CGA Strategy has shared with the PMA its forecasts for on-trade beer sales and on-trade outlet closures. The trade market intelligence firm revealed in its presentation to our MA250 conference last week that it has plotted the figures and pinpointed the moment when declines in both beer sales and pub/bar numbers will level off and return to growth.

According to the CGA graph we have reproduced on p5, that moment will come in five years’ time. Sadly, until that fateful day — let’s call it ‘B-Day’ — beer-volume sales will shrink by a further 7.1% and the number of on-trade outlets will drop by a further 5.1%. But then, according to CGA, we will “return to growth”.

So that’s it. The nadir of the on-trade will be 2017, after which pubs and bars will enjoy a post-recessionary resurgence. Or at least a dead-cat bounce.

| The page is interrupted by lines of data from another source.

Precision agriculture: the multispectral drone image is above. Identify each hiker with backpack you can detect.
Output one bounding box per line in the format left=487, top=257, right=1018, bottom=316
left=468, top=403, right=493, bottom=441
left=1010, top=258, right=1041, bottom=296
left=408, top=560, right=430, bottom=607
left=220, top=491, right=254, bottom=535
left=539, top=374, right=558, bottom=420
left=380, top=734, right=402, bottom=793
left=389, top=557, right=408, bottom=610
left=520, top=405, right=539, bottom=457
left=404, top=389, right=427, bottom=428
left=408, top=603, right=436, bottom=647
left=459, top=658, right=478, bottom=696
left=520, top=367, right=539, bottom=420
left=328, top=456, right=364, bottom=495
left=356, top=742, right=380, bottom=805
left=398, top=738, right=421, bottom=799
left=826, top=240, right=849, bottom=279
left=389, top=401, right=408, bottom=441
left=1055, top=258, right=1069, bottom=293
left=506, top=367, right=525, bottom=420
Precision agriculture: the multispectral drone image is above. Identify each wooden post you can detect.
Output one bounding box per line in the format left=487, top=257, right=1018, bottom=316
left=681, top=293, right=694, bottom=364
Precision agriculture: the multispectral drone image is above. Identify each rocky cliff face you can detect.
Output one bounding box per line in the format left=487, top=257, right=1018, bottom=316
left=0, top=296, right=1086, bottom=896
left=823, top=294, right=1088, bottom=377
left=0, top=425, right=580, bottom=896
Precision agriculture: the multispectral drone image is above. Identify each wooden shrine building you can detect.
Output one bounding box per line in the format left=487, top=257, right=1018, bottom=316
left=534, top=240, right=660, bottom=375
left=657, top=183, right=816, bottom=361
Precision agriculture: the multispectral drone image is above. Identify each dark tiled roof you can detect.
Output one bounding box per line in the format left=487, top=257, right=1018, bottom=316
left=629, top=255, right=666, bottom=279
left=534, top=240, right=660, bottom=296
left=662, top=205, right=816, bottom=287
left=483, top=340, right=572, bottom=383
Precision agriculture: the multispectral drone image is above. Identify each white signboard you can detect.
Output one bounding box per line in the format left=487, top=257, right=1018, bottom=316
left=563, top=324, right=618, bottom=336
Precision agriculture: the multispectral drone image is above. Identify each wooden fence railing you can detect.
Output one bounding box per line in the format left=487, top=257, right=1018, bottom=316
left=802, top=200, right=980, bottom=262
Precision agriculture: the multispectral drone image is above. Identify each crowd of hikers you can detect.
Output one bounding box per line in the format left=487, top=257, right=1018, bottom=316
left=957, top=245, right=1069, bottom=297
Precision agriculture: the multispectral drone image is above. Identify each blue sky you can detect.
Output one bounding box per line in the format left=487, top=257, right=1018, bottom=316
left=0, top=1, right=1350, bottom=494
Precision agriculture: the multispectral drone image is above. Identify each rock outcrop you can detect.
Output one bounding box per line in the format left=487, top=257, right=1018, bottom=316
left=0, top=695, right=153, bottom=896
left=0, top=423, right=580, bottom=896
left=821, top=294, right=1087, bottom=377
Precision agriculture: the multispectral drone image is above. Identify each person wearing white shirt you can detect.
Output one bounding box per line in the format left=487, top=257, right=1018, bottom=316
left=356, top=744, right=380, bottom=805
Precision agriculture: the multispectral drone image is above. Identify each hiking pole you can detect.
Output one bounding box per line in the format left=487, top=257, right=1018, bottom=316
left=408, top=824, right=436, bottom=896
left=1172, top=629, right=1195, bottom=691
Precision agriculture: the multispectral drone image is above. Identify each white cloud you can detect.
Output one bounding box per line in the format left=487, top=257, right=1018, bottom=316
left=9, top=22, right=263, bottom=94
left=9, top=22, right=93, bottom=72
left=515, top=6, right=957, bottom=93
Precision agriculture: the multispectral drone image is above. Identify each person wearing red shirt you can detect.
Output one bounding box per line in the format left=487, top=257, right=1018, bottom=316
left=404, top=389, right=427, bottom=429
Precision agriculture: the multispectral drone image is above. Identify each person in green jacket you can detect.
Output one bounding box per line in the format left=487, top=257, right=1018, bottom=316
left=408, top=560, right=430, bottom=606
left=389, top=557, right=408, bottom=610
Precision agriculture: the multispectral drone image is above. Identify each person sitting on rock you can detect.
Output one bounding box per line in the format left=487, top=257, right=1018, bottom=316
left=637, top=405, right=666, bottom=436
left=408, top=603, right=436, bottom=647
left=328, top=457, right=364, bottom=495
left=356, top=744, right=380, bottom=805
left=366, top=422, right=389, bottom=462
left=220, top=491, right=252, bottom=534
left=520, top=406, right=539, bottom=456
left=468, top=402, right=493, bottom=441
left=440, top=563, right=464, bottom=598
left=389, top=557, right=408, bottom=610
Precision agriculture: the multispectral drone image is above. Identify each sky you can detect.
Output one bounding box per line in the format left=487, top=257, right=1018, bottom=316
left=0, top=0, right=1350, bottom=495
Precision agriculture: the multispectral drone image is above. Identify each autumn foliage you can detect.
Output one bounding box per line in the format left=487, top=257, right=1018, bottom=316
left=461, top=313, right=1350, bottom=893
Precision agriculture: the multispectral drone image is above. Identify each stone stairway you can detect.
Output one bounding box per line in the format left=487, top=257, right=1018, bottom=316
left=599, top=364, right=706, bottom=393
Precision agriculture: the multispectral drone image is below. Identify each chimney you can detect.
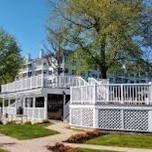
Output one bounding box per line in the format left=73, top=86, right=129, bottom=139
left=26, top=53, right=31, bottom=61
left=39, top=50, right=43, bottom=58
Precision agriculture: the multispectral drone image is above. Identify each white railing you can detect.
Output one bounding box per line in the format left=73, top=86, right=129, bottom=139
left=24, top=107, right=46, bottom=121
left=88, top=78, right=109, bottom=85
left=47, top=76, right=88, bottom=88
left=1, top=75, right=88, bottom=93
left=71, top=84, right=152, bottom=105
left=1, top=75, right=44, bottom=93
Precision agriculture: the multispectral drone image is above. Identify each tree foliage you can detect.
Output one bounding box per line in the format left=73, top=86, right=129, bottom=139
left=0, top=29, right=22, bottom=84
left=49, top=0, right=152, bottom=78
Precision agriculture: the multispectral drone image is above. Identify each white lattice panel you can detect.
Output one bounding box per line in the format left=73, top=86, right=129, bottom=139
left=71, top=108, right=81, bottom=126
left=82, top=108, right=93, bottom=127
left=98, top=109, right=122, bottom=129
left=124, top=110, right=148, bottom=131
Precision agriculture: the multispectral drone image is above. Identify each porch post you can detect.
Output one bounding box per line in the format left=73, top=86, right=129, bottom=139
left=44, top=94, right=47, bottom=119
left=62, top=91, right=66, bottom=121
left=31, top=96, right=36, bottom=121
left=2, top=98, right=5, bottom=115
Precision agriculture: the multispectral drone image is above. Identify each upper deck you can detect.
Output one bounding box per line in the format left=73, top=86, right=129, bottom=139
left=1, top=74, right=86, bottom=94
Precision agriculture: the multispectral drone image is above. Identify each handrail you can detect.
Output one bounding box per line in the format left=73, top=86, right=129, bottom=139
left=71, top=83, right=152, bottom=105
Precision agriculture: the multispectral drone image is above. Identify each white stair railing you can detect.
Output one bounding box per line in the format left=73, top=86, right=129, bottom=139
left=71, top=83, right=152, bottom=105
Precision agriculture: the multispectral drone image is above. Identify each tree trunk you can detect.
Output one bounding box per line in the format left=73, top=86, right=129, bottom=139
left=100, top=65, right=107, bottom=79
left=100, top=36, right=108, bottom=79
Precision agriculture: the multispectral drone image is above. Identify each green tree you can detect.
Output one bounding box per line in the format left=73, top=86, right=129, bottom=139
left=0, top=29, right=22, bottom=84
left=49, top=0, right=152, bottom=78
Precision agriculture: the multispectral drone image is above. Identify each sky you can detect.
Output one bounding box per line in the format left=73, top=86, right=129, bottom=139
left=0, top=0, right=49, bottom=57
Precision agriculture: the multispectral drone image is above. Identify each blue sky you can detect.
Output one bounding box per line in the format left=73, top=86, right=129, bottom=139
left=0, top=0, right=48, bottom=57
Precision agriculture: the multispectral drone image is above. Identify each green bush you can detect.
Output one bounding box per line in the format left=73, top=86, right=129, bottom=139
left=47, top=143, right=79, bottom=152
left=65, top=130, right=103, bottom=143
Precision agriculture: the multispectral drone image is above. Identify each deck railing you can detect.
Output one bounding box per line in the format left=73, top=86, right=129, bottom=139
left=1, top=75, right=87, bottom=93
left=71, top=83, right=152, bottom=105
left=1, top=75, right=44, bottom=93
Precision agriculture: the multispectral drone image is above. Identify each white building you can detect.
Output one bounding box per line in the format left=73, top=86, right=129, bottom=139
left=0, top=52, right=152, bottom=132
left=17, top=51, right=64, bottom=79
left=0, top=53, right=85, bottom=122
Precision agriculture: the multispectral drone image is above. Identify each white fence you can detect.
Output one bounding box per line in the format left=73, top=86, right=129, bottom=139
left=1, top=75, right=43, bottom=93
left=70, top=105, right=152, bottom=132
left=46, top=76, right=88, bottom=88
left=1, top=75, right=87, bottom=93
left=71, top=83, right=152, bottom=105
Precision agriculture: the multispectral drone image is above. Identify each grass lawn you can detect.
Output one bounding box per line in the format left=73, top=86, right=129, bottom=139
left=0, top=124, right=58, bottom=140
left=79, top=149, right=119, bottom=152
left=0, top=149, right=8, bottom=152
left=86, top=134, right=152, bottom=148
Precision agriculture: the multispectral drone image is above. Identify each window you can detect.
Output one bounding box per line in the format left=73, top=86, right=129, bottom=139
left=25, top=98, right=33, bottom=107
left=35, top=97, right=44, bottom=108
left=10, top=99, right=15, bottom=104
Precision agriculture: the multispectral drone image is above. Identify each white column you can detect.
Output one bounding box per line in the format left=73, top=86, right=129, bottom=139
left=62, top=92, right=67, bottom=121
left=32, top=97, right=36, bottom=121
left=44, top=94, right=47, bottom=119
left=2, top=98, right=5, bottom=115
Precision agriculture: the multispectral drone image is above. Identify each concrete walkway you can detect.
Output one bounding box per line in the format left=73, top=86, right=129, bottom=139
left=0, top=121, right=152, bottom=152
left=0, top=121, right=82, bottom=152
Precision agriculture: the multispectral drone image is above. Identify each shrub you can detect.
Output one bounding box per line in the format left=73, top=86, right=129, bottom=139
left=24, top=121, right=32, bottom=125
left=6, top=121, right=16, bottom=125
left=65, top=130, right=105, bottom=143
left=47, top=143, right=79, bottom=152
left=42, top=119, right=50, bottom=123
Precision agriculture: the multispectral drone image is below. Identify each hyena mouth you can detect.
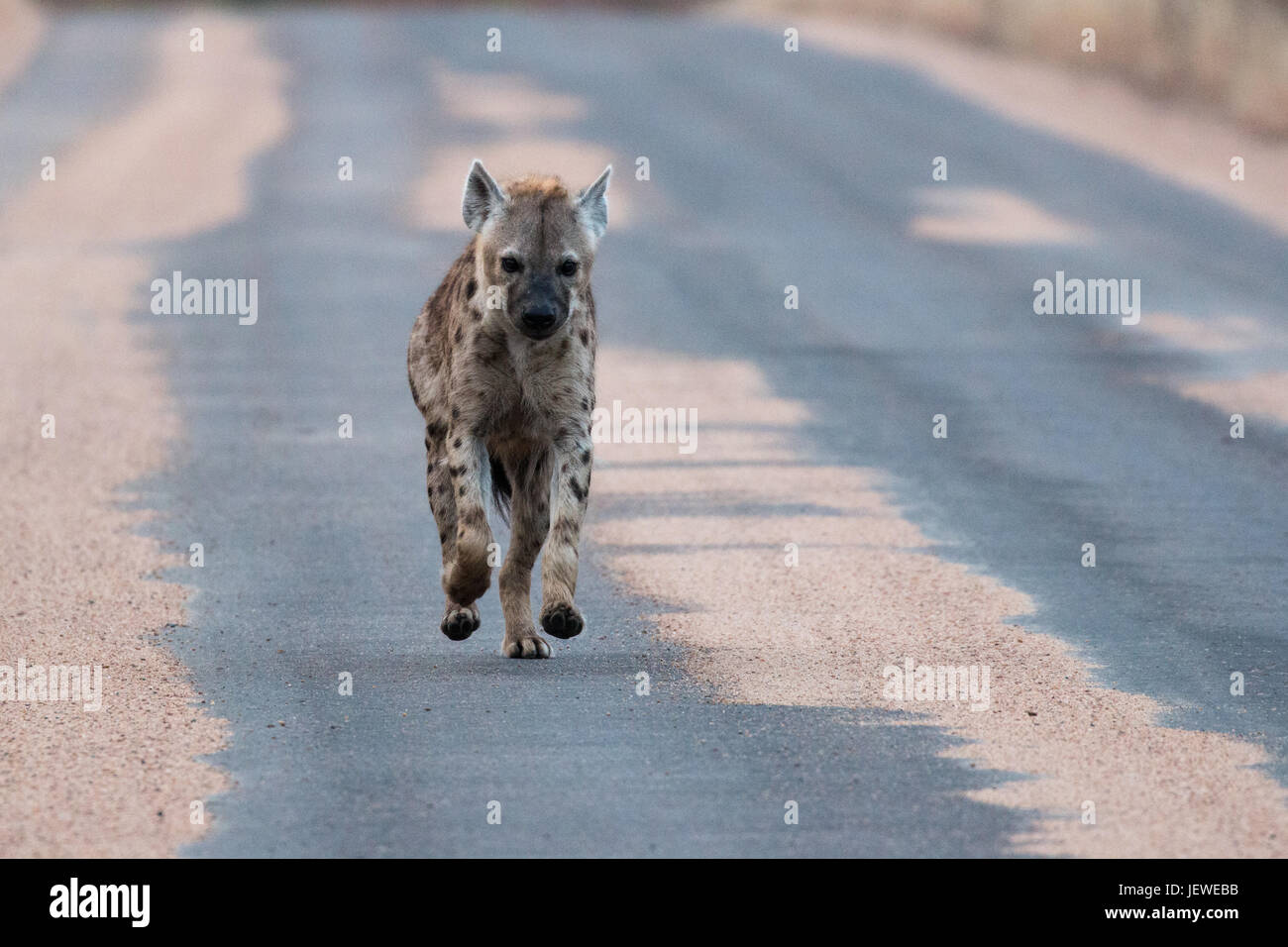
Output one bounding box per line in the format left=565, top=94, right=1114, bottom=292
left=520, top=321, right=563, bottom=342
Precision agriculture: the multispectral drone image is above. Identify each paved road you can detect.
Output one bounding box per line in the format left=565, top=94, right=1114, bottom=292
left=12, top=3, right=1288, bottom=856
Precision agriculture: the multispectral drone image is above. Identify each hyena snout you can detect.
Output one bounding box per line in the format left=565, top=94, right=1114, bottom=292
left=519, top=281, right=568, bottom=339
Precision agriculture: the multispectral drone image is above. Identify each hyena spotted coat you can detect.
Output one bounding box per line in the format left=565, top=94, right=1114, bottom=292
left=407, top=161, right=613, bottom=657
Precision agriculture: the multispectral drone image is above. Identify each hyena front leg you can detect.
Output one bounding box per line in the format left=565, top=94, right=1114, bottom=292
left=425, top=425, right=480, bottom=642
left=499, top=449, right=551, bottom=657
left=443, top=429, right=492, bottom=605
left=541, top=428, right=591, bottom=638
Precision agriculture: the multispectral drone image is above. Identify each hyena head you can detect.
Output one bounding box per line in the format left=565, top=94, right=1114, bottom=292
left=461, top=161, right=613, bottom=340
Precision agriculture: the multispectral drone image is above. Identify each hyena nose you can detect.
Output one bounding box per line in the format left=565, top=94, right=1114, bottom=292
left=523, top=305, right=555, bottom=333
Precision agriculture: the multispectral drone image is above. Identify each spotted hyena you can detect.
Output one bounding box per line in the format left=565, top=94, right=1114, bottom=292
left=407, top=161, right=613, bottom=657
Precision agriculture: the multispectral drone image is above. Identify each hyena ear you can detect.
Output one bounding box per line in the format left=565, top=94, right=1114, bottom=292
left=461, top=158, right=506, bottom=231
left=577, top=164, right=613, bottom=240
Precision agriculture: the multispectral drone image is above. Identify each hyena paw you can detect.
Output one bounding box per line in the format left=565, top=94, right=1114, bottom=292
left=439, top=604, right=480, bottom=642
left=501, top=631, right=550, bottom=657
left=541, top=601, right=587, bottom=638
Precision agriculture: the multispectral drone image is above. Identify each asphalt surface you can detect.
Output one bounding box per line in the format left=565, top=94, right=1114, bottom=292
left=5, top=8, right=1288, bottom=856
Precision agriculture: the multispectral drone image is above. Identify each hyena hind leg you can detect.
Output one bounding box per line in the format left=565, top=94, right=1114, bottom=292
left=425, top=427, right=480, bottom=642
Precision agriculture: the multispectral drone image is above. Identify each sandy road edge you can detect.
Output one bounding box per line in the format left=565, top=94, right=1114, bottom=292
left=0, top=10, right=287, bottom=857
left=589, top=348, right=1288, bottom=857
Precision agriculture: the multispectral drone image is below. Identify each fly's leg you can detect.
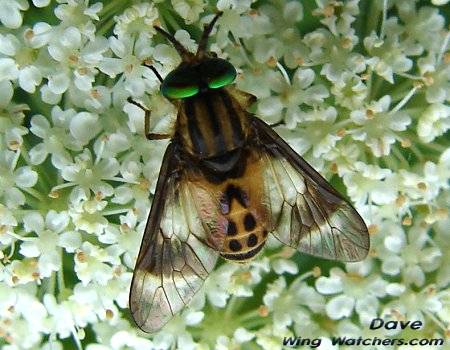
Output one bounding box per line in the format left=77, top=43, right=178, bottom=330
left=127, top=97, right=172, bottom=140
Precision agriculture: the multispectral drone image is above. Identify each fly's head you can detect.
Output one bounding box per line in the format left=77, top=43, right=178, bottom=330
left=155, top=13, right=236, bottom=100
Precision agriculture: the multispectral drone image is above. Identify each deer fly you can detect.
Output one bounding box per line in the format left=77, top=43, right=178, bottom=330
left=129, top=13, right=369, bottom=332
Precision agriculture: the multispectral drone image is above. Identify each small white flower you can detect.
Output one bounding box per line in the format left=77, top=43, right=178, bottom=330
left=61, top=149, right=119, bottom=199
left=343, top=162, right=397, bottom=206
left=316, top=262, right=387, bottom=321
left=99, top=36, right=159, bottom=97
left=171, top=0, right=206, bottom=23
left=258, top=68, right=329, bottom=129
left=0, top=150, right=38, bottom=208
left=417, top=103, right=450, bottom=142
left=19, top=210, right=72, bottom=278
left=0, top=0, right=29, bottom=28
left=350, top=95, right=411, bottom=157
left=30, top=106, right=82, bottom=169
left=75, top=242, right=115, bottom=285
left=114, top=3, right=158, bottom=37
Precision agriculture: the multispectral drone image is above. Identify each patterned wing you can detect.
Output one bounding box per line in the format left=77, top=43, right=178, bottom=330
left=130, top=144, right=218, bottom=333
left=251, top=117, right=370, bottom=262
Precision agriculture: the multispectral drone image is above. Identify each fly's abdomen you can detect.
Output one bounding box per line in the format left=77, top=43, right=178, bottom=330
left=220, top=155, right=270, bottom=262
left=177, top=89, right=247, bottom=159
left=220, top=205, right=268, bottom=262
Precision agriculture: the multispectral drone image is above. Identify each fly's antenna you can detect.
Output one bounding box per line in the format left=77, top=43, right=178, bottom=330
left=153, top=26, right=194, bottom=62
left=195, top=11, right=223, bottom=58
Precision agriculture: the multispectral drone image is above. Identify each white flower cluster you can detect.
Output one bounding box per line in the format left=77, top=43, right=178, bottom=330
left=0, top=0, right=450, bottom=350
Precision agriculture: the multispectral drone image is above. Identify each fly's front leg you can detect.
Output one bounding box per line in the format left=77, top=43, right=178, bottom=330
left=127, top=97, right=172, bottom=140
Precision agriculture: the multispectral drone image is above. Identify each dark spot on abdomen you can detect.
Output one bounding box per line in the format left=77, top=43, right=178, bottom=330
left=228, top=239, right=242, bottom=252
left=247, top=233, right=258, bottom=248
left=227, top=220, right=237, bottom=236
left=244, top=213, right=256, bottom=231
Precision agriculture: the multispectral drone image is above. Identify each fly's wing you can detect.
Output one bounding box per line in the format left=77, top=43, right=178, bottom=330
left=129, top=144, right=218, bottom=333
left=251, top=117, right=370, bottom=262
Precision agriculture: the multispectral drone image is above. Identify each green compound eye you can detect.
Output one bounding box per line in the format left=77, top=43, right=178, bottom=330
left=201, top=58, right=236, bottom=89
left=161, top=69, right=200, bottom=99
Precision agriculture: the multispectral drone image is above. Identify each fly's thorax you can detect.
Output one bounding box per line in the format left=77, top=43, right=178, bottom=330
left=177, top=89, right=248, bottom=159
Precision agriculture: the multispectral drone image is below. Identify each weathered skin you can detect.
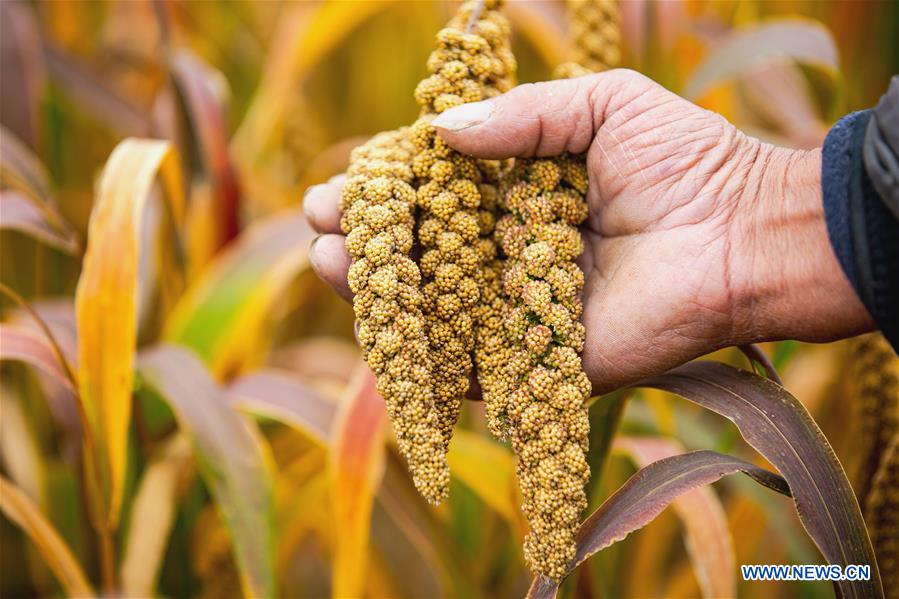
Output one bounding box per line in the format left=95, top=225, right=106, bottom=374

But of course, this is just a forecast. Many variables — some predictable and some not — will be at play on the market between now and then. We might win a tax reprieve on VAT and/or beer duty. The country might emerge from this double-dip recession more quickly than expected (or Greece might bring the whole economic Jenga tower crashing down).

And this ‘Summer of Our Lives’ — with the triple-whammy of the Diamond Jubilee, Olympics and Euros — might just reignite this country’s love affair with its pubs and its beer and accelerate the recovery.

Good weather would help — as evidenced by record-low takings for pubs during April and record-high takings last weekend. But we’re operating in Britain, not Florida — so don’t plan to rely upon it. At the time of writing (on Monday), the Evening Standard was reporting that the country “will enjoy one more day of sunshine before storm clouds gather ahead of the Jubilee weekend”.

But that’s also just a forecast. And as Michael Fish and countless other weather-presenters have found out, you wouldn’t stake your professional reputation on it.